Hopes of finding life on Mars, at least on the surface, were dealt a blow by a study revealing that salt minerals present on the Red Planet kill bacteria.
In lab tests on Earth, the compounds known as perchlorates killed cultures of the bacteria Bacillus subtilis, a basic life form, a research duo from the University of Edinburgh's School of Physics and Astronomy reported on Thursday.
Perchlorates, stable at room temperature, become active at high heat. Mars is very cold.

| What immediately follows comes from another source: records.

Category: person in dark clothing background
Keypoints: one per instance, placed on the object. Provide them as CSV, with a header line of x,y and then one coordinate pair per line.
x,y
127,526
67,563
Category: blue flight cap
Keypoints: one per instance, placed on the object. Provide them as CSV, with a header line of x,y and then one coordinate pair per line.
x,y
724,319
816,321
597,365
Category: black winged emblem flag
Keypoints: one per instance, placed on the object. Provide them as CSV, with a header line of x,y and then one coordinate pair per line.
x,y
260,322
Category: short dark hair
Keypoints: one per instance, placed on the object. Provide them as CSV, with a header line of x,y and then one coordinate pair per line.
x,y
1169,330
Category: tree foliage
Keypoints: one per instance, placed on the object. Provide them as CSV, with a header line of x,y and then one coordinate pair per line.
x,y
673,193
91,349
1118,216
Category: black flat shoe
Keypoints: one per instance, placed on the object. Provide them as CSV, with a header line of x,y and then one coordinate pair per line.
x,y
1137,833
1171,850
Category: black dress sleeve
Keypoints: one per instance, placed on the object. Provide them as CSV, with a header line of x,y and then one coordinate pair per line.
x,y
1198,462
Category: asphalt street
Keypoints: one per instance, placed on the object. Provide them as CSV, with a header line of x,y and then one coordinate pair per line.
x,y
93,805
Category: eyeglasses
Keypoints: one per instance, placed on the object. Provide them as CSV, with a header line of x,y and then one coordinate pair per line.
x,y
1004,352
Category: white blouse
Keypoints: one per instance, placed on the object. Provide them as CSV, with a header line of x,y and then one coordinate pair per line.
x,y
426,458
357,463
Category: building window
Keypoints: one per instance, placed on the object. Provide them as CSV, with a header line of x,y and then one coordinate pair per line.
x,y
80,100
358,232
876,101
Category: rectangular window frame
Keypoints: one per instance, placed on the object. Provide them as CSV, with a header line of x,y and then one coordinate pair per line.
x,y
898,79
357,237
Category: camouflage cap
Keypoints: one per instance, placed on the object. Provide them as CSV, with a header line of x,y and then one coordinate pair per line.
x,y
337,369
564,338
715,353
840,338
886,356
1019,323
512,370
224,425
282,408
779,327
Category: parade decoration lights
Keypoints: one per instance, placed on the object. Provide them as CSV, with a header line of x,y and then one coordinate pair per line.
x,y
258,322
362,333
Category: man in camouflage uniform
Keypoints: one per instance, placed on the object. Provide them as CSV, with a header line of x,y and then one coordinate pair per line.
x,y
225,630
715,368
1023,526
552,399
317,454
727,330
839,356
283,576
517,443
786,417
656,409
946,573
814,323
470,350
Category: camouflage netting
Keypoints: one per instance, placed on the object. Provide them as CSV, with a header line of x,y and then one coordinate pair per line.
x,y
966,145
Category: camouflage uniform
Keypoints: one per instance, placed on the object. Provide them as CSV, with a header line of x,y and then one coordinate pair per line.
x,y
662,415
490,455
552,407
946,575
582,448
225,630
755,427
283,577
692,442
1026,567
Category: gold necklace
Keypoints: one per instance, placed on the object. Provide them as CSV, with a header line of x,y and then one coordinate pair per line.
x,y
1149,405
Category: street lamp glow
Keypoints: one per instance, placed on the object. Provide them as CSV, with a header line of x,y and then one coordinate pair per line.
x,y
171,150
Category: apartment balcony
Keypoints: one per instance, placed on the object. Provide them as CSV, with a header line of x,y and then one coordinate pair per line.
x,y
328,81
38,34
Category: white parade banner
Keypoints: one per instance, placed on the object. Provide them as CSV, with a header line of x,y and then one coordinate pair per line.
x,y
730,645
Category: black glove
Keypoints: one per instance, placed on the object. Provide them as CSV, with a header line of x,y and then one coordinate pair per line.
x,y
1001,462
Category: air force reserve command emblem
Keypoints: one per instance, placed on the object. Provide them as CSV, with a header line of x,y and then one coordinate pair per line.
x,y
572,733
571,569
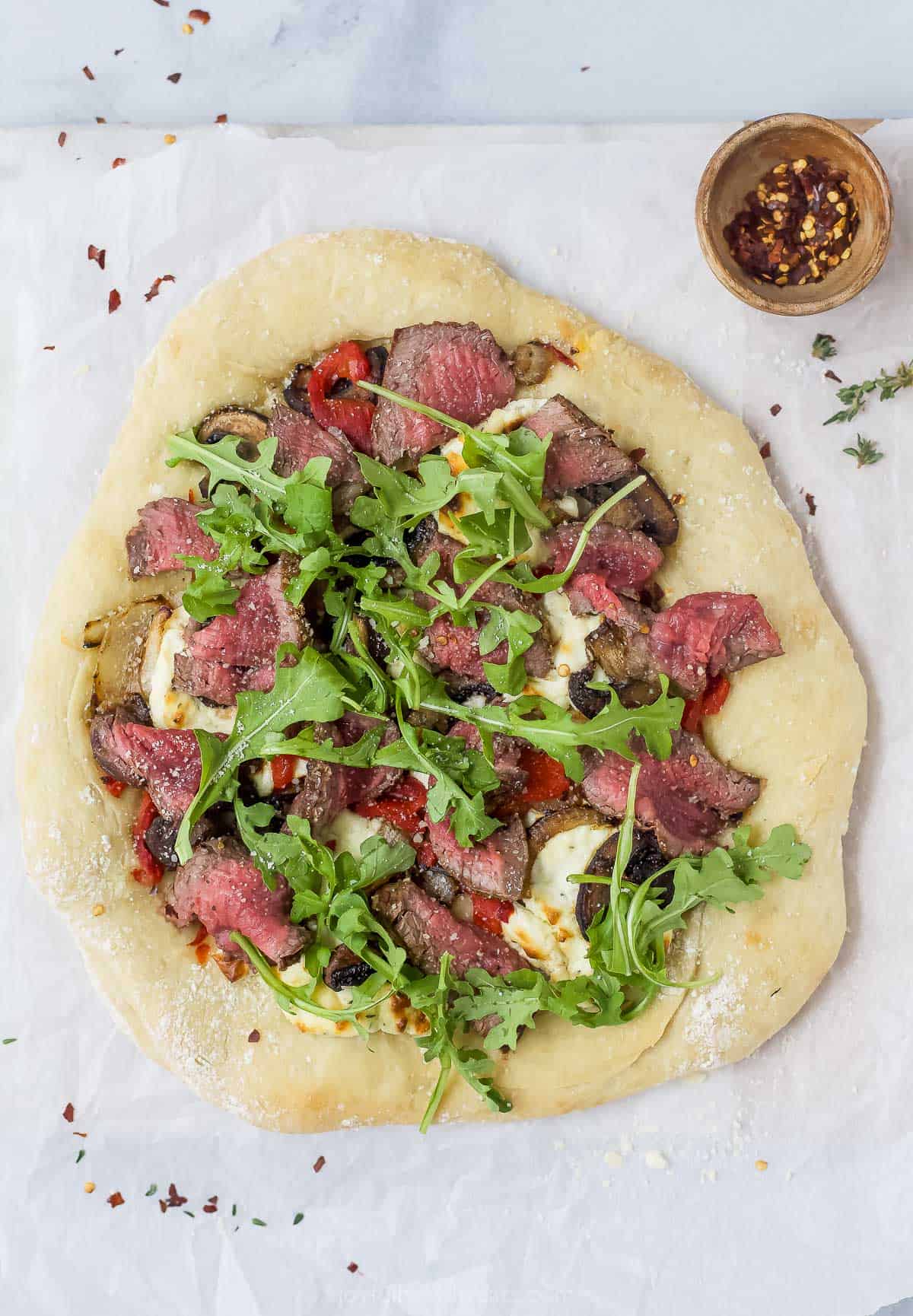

In the new study, Jennifer Wadsworth and Charles Cockell showed the compound can also be activated by UV light, without heat, in conditions mimicking those on the martian surface.
It killed bacteria within minutes, said the team, implying the planet was "more uninhabitable than previously thought."
"If we want to find life on Mars, we have to take this into consideration and look at trying to find sub-surface life that wouldn't be exposed to these conditions," Wadsworth said.
Perchlorates are natural and man-made on Earth, but are more abundant on Mars where they were first recorded by NASA's Phoenix Lander in 2008.
The fact that perchlorates killed B. subtilis in the presence of UV radiation did not necessarily mean that all other life forms would similarly die, said Wadsworth. Further tests would have to be done to confirm this.
Perchlorates have previously been spotted in lines, thought to be brine streaks, on the surface of Mars.
Their presence was presented as evidence by scientists in 2015 of liquid water on the Red Planet.
But the new study said brine seeps, "although they represent local regions of water availability, could be deleterious to cells" if they contain perchlorates.
The findings do contain some good news.
They mean that organic contaminants left on Mars by robotic exploration, of which B. subtilis is a common one, are unlikely to survive long.
It is widely accepted that the Red Planet once hosted plentiful water in liquid form, and still has water today, albeit frozen in ice underground.
Liquid water is a prerequisite for life as we know it.